Pressure on Myanmar over abuses against Muslim Rohingya

AFP , Saturday 29 Oct 2016

Allegations that Myanmar soldiers are killing, raping and torturing villagers in Rakhine, a restive region that is home to the persecuted Muslim Rohingya, must be independently investigated, rights groups said.

Northern Rakhine has been under a military lockdown since an attack on border guards three weeks ago left nine policeman dead.

The government has blamed the raids on Rohingya rebels and a search for the culprits has seen more than 30 people killed and dozens arrested, according to official reports.

Stories of grave abuse by security officers -- including sexual violence, summary executions and the torching of villages -- have spiralled on social media but are difficult to verify with the army barring rights groups and journalists from the remote region bordering Bangladesh.

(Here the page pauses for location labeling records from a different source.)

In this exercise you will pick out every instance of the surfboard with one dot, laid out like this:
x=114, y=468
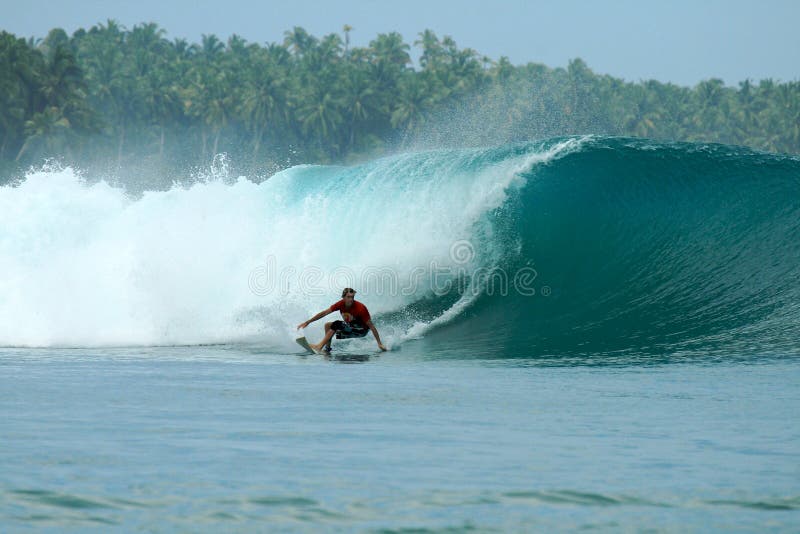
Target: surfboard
x=303, y=342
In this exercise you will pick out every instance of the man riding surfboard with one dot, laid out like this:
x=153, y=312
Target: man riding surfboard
x=355, y=321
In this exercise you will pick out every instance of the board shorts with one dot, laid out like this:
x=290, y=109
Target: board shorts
x=345, y=330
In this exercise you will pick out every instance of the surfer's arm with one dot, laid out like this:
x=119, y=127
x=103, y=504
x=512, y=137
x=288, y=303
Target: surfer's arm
x=375, y=333
x=320, y=315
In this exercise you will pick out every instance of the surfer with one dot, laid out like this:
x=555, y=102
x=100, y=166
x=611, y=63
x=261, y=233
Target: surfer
x=355, y=321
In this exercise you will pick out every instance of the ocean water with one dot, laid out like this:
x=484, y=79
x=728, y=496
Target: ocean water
x=585, y=333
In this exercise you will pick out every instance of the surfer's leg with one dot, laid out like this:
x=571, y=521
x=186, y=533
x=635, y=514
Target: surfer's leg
x=325, y=340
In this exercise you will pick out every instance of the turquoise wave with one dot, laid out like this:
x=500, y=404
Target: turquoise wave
x=645, y=247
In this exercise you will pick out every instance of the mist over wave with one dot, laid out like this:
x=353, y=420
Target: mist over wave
x=621, y=244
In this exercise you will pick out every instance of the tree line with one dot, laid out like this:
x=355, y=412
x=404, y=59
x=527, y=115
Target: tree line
x=125, y=96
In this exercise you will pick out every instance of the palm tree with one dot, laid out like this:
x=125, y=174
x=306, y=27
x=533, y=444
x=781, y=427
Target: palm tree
x=413, y=103
x=48, y=129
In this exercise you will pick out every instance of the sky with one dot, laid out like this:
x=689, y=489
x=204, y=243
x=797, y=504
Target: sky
x=679, y=41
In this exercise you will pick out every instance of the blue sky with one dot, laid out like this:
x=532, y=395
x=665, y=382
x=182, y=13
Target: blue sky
x=679, y=41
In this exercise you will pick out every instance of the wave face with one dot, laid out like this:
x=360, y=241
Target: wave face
x=567, y=246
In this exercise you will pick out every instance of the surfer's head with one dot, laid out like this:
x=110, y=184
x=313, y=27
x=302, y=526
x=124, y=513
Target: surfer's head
x=349, y=295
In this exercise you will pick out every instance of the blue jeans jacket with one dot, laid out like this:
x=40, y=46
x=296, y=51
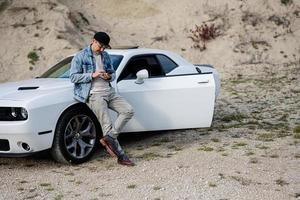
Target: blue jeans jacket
x=82, y=67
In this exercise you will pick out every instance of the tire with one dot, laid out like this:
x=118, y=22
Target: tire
x=76, y=138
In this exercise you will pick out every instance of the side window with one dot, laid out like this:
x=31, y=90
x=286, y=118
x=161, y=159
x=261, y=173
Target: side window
x=166, y=63
x=137, y=63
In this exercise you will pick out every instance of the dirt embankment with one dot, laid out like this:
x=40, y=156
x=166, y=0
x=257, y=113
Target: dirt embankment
x=251, y=151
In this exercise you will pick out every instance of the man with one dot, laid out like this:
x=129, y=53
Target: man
x=91, y=72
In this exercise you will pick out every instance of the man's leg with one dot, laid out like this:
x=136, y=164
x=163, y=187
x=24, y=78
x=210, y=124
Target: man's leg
x=124, y=110
x=99, y=105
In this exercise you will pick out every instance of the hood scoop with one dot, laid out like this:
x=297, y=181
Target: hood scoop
x=28, y=88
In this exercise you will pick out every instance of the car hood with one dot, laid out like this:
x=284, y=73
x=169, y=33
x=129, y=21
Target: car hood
x=29, y=89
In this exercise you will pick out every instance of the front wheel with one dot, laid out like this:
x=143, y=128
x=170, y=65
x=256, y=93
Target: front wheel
x=75, y=137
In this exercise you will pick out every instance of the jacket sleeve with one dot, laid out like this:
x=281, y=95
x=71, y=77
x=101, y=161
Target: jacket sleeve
x=76, y=71
x=110, y=68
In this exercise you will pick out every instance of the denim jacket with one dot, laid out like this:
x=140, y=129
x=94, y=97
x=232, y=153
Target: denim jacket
x=82, y=67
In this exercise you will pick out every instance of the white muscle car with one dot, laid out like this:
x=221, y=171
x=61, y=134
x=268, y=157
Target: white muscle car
x=165, y=90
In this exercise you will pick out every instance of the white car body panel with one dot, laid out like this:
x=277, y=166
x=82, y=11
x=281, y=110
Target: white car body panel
x=168, y=102
x=182, y=99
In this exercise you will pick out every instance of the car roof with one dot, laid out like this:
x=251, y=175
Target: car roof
x=129, y=52
x=139, y=51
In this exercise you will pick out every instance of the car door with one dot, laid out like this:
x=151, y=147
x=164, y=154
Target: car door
x=166, y=102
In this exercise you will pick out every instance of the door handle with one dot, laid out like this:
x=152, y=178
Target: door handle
x=201, y=82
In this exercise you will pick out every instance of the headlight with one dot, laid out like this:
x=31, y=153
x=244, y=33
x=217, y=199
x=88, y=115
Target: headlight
x=13, y=114
x=19, y=113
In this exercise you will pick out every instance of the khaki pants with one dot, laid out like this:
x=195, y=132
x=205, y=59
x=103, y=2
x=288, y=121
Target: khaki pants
x=100, y=103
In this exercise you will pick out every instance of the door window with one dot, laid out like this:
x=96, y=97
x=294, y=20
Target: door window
x=137, y=63
x=166, y=63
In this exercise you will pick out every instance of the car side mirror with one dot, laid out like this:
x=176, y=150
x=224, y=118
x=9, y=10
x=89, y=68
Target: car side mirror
x=141, y=75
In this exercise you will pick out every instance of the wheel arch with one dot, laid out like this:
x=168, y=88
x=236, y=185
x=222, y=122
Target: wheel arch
x=78, y=106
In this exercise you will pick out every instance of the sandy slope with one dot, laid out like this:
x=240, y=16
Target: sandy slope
x=250, y=151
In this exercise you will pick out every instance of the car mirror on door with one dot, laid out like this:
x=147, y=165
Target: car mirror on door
x=141, y=75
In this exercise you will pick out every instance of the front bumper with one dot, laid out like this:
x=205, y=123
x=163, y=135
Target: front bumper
x=21, y=137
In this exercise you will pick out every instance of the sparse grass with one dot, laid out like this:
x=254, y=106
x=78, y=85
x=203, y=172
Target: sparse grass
x=33, y=57
x=132, y=186
x=211, y=184
x=59, y=197
x=236, y=145
x=156, y=188
x=23, y=181
x=260, y=146
x=165, y=140
x=215, y=140
x=205, y=148
x=149, y=156
x=156, y=144
x=174, y=147
x=50, y=189
x=202, y=34
x=249, y=153
x=281, y=182
x=241, y=180
x=233, y=117
x=69, y=174
x=297, y=132
x=274, y=156
x=78, y=182
x=286, y=2
x=45, y=184
x=253, y=160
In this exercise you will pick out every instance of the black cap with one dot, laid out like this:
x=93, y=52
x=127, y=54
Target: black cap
x=102, y=38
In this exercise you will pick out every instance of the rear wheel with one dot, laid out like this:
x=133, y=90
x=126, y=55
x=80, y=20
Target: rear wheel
x=76, y=137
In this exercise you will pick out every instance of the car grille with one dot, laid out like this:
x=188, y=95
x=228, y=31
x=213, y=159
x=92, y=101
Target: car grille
x=4, y=145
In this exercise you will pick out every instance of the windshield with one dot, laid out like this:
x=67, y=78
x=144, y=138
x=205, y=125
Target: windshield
x=62, y=69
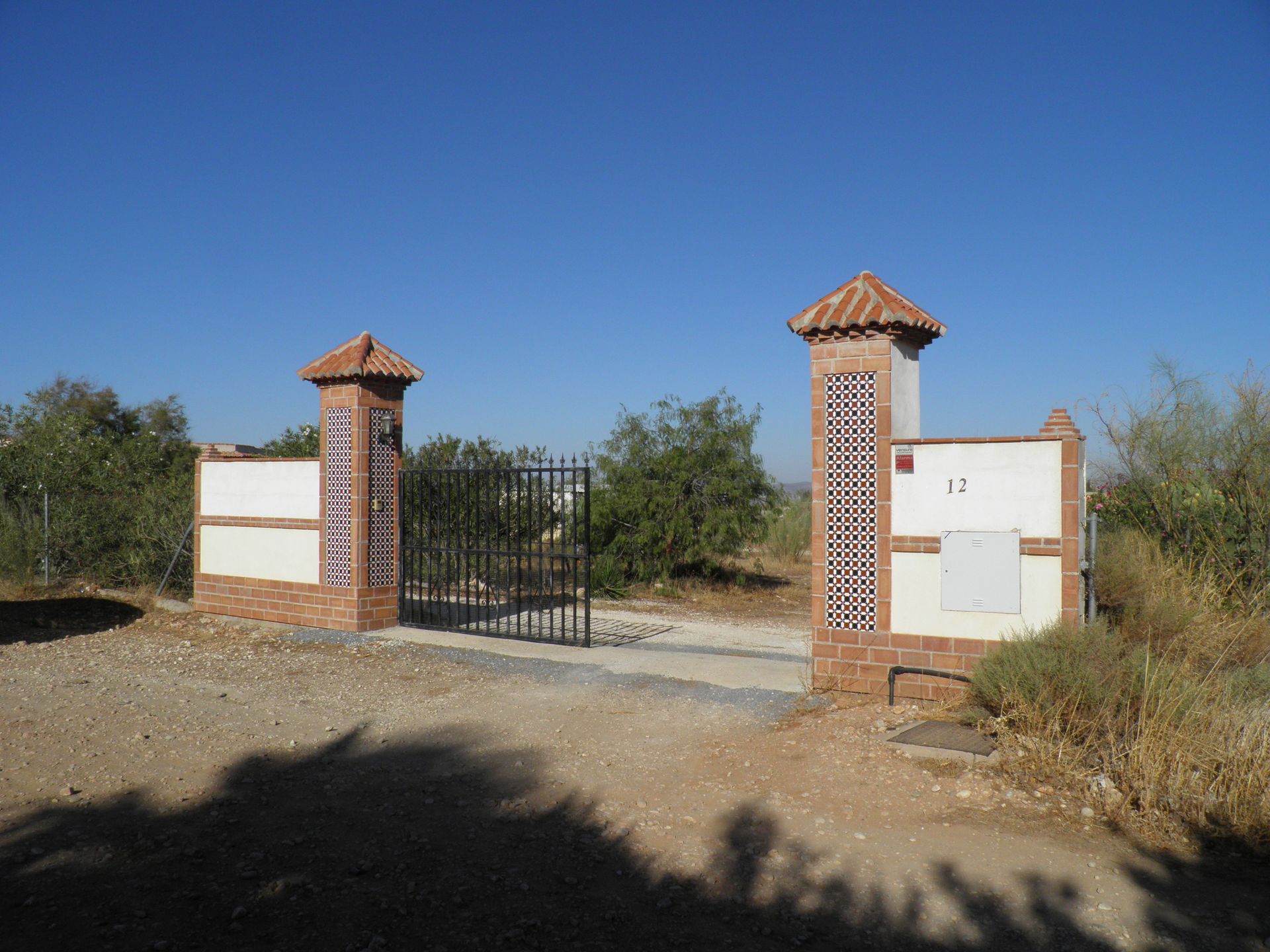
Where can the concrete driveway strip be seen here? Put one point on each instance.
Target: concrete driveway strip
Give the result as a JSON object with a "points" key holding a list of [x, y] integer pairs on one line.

On Friday Amnesty International and Human Rights Watch joined calls for an impartial investigation into the allegations, which the UN has called "alarming and unacceptable".

"If Myanmar's security forces are not involved in any human rights violations as the authorities claim, then they should have no trouble granting independent observers access," said Rafendi Djamin, Amnesty's Southeast Asia and Pacific director.

Writing on Facebook Friday, government spokesman Zaw Htay dismissed an article in the Myanmar Times that described reports of a "mass rape" in a Rohingya village on October 19.

"There was information that some attackers were kept in that village. So security was taken very seriously and (the search team) was very careful about being safe and would not think to rape up to 5 women," he wrote.

The government says the October 9 border raids were carried out by hundreds of Rohingya fighters linked to Taliban-trained Islamists.

If true, it would mark a troubling development in a religiously-split region where the stateless Rohingya have languished under years of repression but so far shown little interest in jihadist ideology.

Rakhine has sizzled with tension ever since waves of communal violence in 2012 killed more than 100 and pushed tens of thousands of people, mostly Rohingya, into destitute displacement camps.

Many in Buddhist-majority Myanmar insist the Rohingya are illegal immigrants from Bangladesh and viscerally oppose any moves to grant them citizenship.

The recent upsurge in violence deepens and complicates a conflict that already posed a top challenge to a new civilian government led by Aung San Suu Kyi, who has disappointed rights groups by not coming out in stronger support of the Rohingya.